As readers of the 'new atheist' authors can readily testify, this Christian doctrine has the same effect on some people today as the cross of old was reputed to have on the vampires of folklore. Mention of the blood of Jesus touches off screaming fits, bouts of hysteria, and strange contortions in victims of this syndrome, among whom is numbered at least one Episcopal bishop:

"The primary way in which the Jesus story has been traditionally and historically told portrays the holy God involved in a cruel act of divine child abuse that was said to have occurred on a hill called Calvary. . .The Christian church has invited the faithful to mediate on Jesus' pain, to revel in the blood that he shed. In the evangelical hymns of Protestantism it is said both that his blood is precious and that it has the power to wash us clean. . . Either way, the blood of Jesus becomes a fetish, a grotesque image that rivets our attention on the trauma of the cross. . .Since Jesus is punished for our sins, we are left with a sense of heavy guilt that is all but unendurable. It is a timeless process, because our sins kill him anew every day. . .

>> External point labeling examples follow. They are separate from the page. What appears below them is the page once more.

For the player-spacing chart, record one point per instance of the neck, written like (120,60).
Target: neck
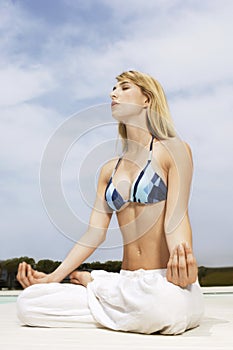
(138,138)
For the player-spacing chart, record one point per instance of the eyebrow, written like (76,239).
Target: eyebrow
(121,83)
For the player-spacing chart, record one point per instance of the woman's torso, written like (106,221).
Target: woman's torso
(141,224)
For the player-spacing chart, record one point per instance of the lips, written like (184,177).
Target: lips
(114,103)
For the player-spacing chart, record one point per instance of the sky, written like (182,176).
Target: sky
(58,63)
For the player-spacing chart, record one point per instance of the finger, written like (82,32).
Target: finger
(169,269)
(75,281)
(22,275)
(182,267)
(30,276)
(174,267)
(191,264)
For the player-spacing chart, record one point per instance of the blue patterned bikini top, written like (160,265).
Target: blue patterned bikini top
(147,188)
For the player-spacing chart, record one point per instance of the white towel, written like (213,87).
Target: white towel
(144,301)
(140,301)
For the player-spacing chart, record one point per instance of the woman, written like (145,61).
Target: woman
(148,187)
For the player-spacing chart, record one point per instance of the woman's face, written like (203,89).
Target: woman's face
(127,100)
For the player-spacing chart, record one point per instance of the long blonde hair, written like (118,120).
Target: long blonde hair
(159,120)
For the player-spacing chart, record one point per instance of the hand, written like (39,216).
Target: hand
(27,276)
(80,277)
(182,266)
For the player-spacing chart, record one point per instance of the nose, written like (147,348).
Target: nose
(113,94)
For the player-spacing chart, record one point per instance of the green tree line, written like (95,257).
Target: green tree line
(219,276)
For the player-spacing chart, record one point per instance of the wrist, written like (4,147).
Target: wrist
(53,277)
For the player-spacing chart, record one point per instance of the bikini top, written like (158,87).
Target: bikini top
(147,188)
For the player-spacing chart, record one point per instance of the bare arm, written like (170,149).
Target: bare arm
(182,266)
(93,237)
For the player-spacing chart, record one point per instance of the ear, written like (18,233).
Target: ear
(146,102)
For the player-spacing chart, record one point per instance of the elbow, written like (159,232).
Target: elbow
(93,238)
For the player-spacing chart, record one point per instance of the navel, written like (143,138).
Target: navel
(139,252)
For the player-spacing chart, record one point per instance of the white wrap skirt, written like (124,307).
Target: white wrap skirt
(141,301)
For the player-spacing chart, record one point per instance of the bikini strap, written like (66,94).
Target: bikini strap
(116,166)
(151,148)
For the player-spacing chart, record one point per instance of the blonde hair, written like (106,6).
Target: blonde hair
(159,120)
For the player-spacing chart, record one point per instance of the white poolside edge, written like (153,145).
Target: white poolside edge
(205,290)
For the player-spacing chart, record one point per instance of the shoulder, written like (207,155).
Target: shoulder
(171,150)
(107,169)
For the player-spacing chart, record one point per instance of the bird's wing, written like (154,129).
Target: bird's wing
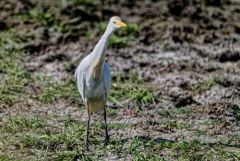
(107,77)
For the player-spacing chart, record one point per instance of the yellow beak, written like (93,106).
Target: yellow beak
(121,24)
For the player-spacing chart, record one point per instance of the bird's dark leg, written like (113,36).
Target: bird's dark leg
(87,135)
(106,129)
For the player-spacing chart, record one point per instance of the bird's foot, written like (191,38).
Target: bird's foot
(106,141)
(87,145)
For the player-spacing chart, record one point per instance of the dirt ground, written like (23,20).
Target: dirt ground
(176,79)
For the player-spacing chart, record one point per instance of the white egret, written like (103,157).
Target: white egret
(94,78)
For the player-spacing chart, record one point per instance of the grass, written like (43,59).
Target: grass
(43,136)
(236,112)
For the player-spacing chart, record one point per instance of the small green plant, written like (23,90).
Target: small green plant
(236,112)
(20,122)
(84,2)
(53,91)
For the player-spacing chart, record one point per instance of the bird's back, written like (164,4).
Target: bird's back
(95,91)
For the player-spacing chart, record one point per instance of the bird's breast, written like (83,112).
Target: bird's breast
(95,90)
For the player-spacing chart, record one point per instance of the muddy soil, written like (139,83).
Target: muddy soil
(188,50)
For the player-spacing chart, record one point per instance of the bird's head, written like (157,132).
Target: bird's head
(116,22)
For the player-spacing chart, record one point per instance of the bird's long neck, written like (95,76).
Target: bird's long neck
(98,54)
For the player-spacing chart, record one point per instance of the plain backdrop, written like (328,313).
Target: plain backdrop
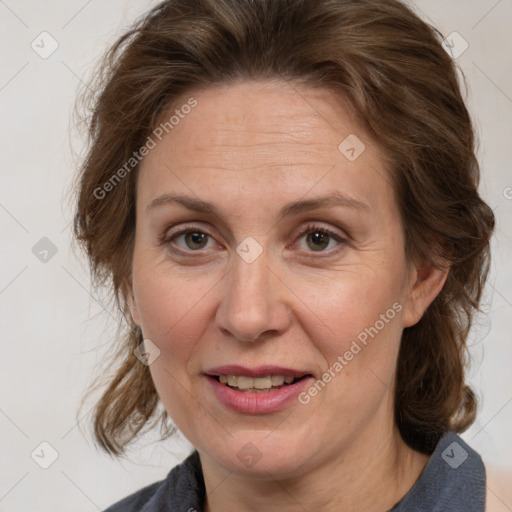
(54,333)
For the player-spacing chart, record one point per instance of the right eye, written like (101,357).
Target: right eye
(189,240)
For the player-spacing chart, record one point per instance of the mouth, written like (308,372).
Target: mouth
(263,384)
(257,390)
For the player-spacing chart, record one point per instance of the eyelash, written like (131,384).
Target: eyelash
(166,239)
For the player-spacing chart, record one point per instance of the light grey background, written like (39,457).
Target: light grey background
(54,333)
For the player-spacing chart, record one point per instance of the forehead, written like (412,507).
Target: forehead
(272,138)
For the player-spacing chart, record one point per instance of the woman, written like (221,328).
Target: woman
(284,195)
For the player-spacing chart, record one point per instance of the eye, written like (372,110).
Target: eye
(189,240)
(319,239)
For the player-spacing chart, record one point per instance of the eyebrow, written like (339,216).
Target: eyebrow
(294,208)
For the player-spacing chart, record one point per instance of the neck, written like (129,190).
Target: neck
(372,474)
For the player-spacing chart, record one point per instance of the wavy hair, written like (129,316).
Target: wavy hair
(390,66)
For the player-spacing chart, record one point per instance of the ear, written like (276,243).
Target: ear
(132,304)
(425,283)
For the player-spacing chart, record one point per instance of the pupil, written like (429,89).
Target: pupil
(195,240)
(318,239)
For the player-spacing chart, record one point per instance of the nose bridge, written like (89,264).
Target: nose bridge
(251,303)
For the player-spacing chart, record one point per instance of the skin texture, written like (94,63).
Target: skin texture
(251,148)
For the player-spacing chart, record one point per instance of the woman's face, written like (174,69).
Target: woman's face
(264,251)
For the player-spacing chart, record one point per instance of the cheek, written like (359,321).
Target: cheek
(172,310)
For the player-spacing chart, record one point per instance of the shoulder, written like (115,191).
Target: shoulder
(454,480)
(183,489)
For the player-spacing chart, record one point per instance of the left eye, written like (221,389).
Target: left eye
(320,239)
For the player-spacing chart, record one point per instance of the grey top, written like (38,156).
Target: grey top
(453,481)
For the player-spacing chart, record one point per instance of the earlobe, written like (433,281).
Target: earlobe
(425,285)
(133,308)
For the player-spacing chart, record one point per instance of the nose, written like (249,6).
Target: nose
(253,306)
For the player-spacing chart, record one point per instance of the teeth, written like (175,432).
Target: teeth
(258,383)
(277,380)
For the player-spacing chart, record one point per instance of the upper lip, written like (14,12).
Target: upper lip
(256,371)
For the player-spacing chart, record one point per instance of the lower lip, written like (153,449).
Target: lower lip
(258,403)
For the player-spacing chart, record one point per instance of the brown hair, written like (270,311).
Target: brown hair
(391,68)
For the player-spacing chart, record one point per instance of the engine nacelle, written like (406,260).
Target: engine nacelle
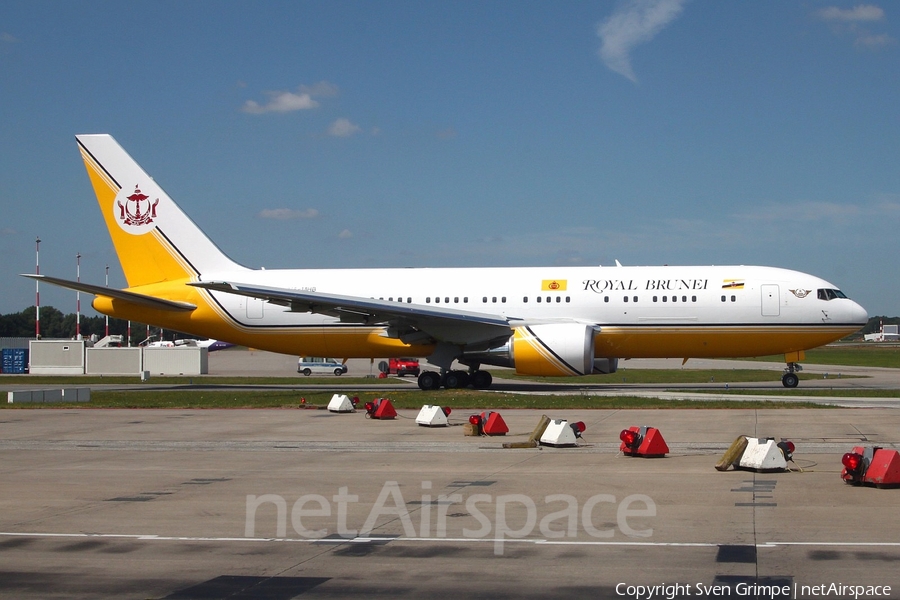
(549,350)
(554,350)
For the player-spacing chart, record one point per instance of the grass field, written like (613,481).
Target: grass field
(192,396)
(854,355)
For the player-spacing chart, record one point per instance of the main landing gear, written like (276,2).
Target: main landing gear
(432,380)
(790,378)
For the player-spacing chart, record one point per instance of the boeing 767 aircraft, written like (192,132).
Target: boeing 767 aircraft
(548,321)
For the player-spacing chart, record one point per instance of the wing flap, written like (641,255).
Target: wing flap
(441,324)
(99,290)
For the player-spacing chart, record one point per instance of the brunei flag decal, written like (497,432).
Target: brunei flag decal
(553,285)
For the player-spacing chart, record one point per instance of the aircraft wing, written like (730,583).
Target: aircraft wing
(412,323)
(99,290)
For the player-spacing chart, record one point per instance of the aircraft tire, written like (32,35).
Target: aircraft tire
(456,379)
(790,380)
(481,380)
(429,380)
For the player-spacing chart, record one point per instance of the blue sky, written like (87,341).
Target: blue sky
(383,134)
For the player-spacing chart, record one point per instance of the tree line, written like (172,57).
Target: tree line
(55,324)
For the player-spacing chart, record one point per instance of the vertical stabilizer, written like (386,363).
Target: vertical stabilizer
(155,241)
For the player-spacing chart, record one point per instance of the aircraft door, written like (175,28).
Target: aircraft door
(771,306)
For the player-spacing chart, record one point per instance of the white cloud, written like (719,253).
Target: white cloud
(343,128)
(285,101)
(286,214)
(850,22)
(863,12)
(634,23)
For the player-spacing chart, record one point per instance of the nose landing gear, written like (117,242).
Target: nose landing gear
(790,378)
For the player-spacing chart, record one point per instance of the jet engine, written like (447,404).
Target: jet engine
(548,350)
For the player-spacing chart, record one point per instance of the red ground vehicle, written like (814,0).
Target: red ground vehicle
(404,366)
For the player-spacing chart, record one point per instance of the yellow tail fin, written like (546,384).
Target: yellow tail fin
(155,241)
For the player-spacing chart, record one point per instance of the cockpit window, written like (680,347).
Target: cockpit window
(826,294)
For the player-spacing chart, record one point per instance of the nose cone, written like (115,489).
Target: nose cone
(857,314)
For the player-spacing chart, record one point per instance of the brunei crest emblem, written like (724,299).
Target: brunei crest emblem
(137,209)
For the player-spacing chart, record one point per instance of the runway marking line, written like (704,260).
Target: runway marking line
(364,539)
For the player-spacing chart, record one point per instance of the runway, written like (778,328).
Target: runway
(288,503)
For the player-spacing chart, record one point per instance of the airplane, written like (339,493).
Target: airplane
(210,345)
(544,321)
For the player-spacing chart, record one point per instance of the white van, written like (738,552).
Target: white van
(320,366)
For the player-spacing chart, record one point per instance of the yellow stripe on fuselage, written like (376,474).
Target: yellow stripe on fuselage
(713,341)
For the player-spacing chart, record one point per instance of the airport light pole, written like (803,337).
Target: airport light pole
(106,330)
(78,297)
(37,289)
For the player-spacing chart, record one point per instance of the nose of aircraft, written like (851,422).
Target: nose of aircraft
(857,314)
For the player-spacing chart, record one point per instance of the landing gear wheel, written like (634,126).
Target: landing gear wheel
(481,380)
(456,379)
(429,380)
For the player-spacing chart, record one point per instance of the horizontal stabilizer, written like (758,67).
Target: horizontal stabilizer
(99,290)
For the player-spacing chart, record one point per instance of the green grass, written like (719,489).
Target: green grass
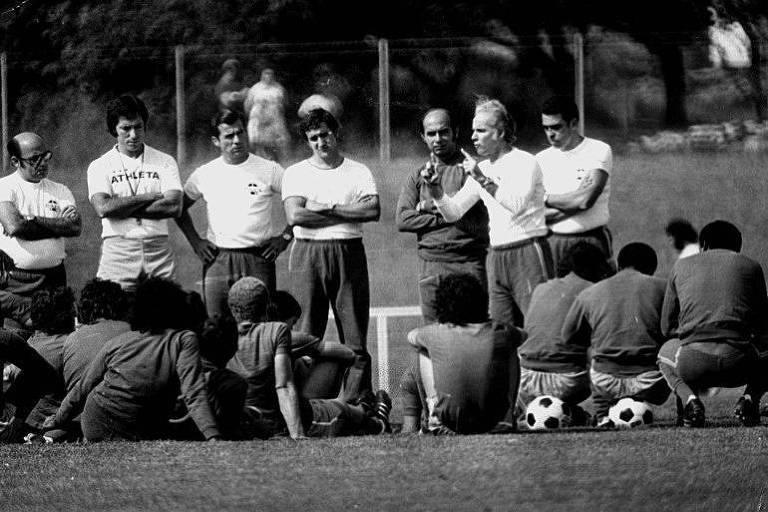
(654,469)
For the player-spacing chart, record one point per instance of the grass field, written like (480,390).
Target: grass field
(659,468)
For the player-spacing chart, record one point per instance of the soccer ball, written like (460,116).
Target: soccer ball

"That is the story scraped clean of its piety so that its horror can be viewed with full awareness. It is grotesque. It is barbaric. It creates a distorted, even a sick, humanity. It paints the portrait of a sadistic God served by masochistic children. . .

"It is obviously a nonstarter! Yet that picture still lies at the heart of our liturgy, our hymns and our theology. It validates violence because it attributes to God's punishment of Jesus salvific themes; and not surprisingly, it validates our own violence, since when we abuse others we are only acting after the example that God has set for us. . .Violence is redemptive. War is justified. Bloodshed is the way of salvation. . .Let me state this boldly and succinctly: Jesus did not die for your sins or my sins. That proclamation is theological nonsense. . .We must rid ourselves of it. . .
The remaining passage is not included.